Service was excellent. The only other upscale place I’ve ever been to in my life that had equal service is Moishe’s in Old Montreal. Extremely attentive, not a thing out of place or an error to complain about. Sommelier definitely knew his stuff as well. Both the chef and the somm gave us all a great compliment when they told us they thought that we were in the business (technically I was as a teenager) based on the way we were conversing with them and were surprised when we told them we were not. Even then we were still given the complimentary kitchen tour above based upon my conversation with the chef.
Oh yes, the wines.
So we ordered a Domaine Tempier 2010 Bandol Blanc and an 07 Nicolas Joly. The Joly was sold out so we let the Sommelier pick a white for us. More on that later
Domaine Tempier 2010 Bandol Blanc – The Bandol was a white wine blend comprised of 60% Clairette with a combination of Ugni blanc, Bourboulenc and a little Marsanne per their website. This was oddly intriguing as I associate Clairette with the sweet Clairette de Die, Ugni Blanc with Cognac, Marsanne with rich white Chateauneuf du Pape Blanc and I’ve never heard of Bourboulenc before.
The wine caused an interesting discussion in that I was strongly associating it with Alsacian Pinot Gris and Jay was associating it with Sauvignon Blanc minus the cat pee i.e. a very good Sancerre.
This was actually quite complex with strong flavors, a touch of smoke, melong flavors, gentle herbaciousness and a touch of creamy mouthfeel.
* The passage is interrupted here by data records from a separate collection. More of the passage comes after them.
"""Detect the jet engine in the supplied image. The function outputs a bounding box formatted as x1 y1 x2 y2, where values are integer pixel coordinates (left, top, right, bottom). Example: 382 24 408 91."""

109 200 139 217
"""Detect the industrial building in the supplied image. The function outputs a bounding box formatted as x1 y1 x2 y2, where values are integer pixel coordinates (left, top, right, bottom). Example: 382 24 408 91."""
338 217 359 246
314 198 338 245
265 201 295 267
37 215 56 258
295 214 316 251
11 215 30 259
I started to see Jay’s point of view while drinking and that’s when I realized how complex the wine truly was.
Personally, I don’t think this is something I’d buy but I appreciate the complexity of the very interesting blend. I was certainly happy to partake of it.
François Villard 2008 Condrieu, Les Terrasses du Palat – This 100% Viognier based wine is fermented for 6 months with a stirring once every week and then rested 11 months on its lees in 20% new barrels and 80% 3-5 year old barrels.
The end result is a complete winner. A creamy mouthfeel reminiscent of a Chateauneuf du Pape Blanc, a toasty but not overpowering lees flavor accents very fragrant aromas and flavors of white peaches and violet flowers. Just a touch flinty as well. It’s like a much better version of a Chardonnay wine. 
This said, I could see how this would not sit well with true Chard fanatics as it is extremely light in comparison to well-made flinty Montrachets and Chablis wines. And as someone who likes Chateauneuf du Pape Blanc, this came off as a lighter more one-dimensional version of one. Now as it turns out, I love botrytis-affected Viognier so it’s interesting seeing the roots of that type of wine’s flavors. This is the second Condrieu from the same maker that I’ve had with Jay and I have enjoyed both very much.
BTW, if you look at Mr. Villard’s website, Condrieu is one of his specialties. It definitely shows. WOTN for me. Intriguingly, Jay and Michael seemed to enjoy the Bandol much more whereas I stopped drinking it the moment I tasted the Condrieu. Interesting contrast of palates there. HIGHLY RECOMMENDED
BTW, we were also given a complimentary small splash of a Marsanne/Rousanne blended wine to start before all food arrived tow het our appetites. Unfortunately, we forgot to take a pic of the bottle which was opened and removed immediately from the table. No issue there, we didn’t order it and it was a gift so we weren’t expecting them to leave the bottle. We believe it may have been the Eric Texier 2001 Roussanne Brezeme but aren’t entirely sure as the website says it is 100% Roussanne and the sommelier distinctly told us it was a Marsanne/Rousanne blend we were having. Whatever it was, it was very reminiscent of the Clos St. Jean 2011 Chateauneuf du Pape Blanc I raved about earlier this year.
Sorry about that lack of info but someone coughJaycough and their crappy new Empire of Evil Apple iPhone 6 forgot to snap a pic. However, he did snap all the pics above so I’ll have to let it go.